What on Earth does President Trump want?
WASHINGTON -- As the federal government hurtled toward a shutdown this last week, lawmakers played a now-familiar parlor game: What on Earth does President Trump want?
On Wednesday, the White House issued an official statement saying it supported a 30-day spending bill to avert a shutdown that included a six-year extension of the popular Children's Health Insurance Program, or CHIP.
But Thursday dawned to see Trump declaring the opposite. "CHIP should be part of a long term solution, not a 30 Day, or short term, extension!" he exclaimed on Twitter.
There was so much head-scratching at the Capitol, they had to bring in a Zamboni to clear all the dandruff.
As The Washington Post reported, Sen. John Thune (S.D.), the chamber's No. 3 Republican, said he was "at a loss."
And Sen. Lindsey O. Graham (R-S.C.) gave voice to the grievance of many: "We don't have a reliable partner at the White House to negotiate with."
Perhaps that's because the president is always negotiating with himself.

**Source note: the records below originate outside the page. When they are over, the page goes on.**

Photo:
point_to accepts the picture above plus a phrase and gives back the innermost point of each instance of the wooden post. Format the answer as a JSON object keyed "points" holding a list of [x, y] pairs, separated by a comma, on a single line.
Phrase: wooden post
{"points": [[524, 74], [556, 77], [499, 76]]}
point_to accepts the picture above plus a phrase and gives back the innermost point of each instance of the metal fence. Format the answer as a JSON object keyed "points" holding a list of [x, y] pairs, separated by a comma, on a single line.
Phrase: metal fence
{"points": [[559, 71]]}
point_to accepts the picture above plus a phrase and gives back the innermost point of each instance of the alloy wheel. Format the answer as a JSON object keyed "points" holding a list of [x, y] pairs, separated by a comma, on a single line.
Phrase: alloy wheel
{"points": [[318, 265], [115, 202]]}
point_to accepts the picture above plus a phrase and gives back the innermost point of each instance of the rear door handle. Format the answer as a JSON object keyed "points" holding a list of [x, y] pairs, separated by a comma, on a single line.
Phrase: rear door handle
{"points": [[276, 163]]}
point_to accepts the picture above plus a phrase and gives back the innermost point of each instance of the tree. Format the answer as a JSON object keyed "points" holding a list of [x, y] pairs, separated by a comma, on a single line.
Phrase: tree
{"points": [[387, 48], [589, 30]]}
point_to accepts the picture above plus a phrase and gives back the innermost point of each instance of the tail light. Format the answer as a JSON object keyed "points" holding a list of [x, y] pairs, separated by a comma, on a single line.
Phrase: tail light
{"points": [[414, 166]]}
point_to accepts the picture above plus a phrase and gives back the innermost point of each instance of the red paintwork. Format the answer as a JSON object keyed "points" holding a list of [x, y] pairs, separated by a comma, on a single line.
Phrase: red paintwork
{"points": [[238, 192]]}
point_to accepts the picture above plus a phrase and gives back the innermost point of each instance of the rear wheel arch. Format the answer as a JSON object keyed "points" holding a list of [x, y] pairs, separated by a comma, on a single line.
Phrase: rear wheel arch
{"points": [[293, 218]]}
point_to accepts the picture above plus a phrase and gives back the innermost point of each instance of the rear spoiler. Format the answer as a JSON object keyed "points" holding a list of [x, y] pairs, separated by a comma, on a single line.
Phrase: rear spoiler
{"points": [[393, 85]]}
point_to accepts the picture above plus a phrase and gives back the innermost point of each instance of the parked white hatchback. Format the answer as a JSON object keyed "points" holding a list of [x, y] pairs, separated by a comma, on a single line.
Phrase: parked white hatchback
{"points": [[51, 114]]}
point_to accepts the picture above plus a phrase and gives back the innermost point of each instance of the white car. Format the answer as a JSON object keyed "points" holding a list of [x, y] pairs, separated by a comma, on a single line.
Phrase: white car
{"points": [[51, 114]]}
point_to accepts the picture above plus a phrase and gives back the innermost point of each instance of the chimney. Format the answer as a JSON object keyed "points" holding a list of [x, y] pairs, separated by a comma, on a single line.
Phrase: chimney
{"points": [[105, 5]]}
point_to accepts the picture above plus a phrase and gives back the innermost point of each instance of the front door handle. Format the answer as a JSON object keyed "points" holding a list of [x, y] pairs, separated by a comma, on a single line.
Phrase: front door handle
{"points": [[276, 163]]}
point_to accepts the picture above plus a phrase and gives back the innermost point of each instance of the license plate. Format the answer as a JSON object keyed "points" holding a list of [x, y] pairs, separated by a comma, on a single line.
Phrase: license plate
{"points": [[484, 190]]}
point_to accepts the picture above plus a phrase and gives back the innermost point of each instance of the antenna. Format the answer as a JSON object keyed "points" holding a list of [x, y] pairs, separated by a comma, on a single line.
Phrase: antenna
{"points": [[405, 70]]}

Exactly a week earlier, Trump had thrown the Capitol into similar chaos when he tweeted out criticism of a surveillance bill his administration supported. Later the same day, he rejected, in colorful fashion, a bipartisan immigration compromise he had said just two days earlier he would embrace. And this last week, on the same day lawmakers puzzled over the president's actual position on the spending bill (the White House eventually returned to its original stance), Trump was contradicting his own chief of staff, John F. Kelly, who said Trump had "changed his attitude" and "evolved" on the nature of a border wall.
Trump replied that the wall "has never changed or evolved."
The New Testament warns: "For if the trumpet give an uncertain sound, who shall prepare himself to the battle?" Trump isn't playing an uncertain trumpet so much as he is randomly switching between a vuvuzela and a slide whistle.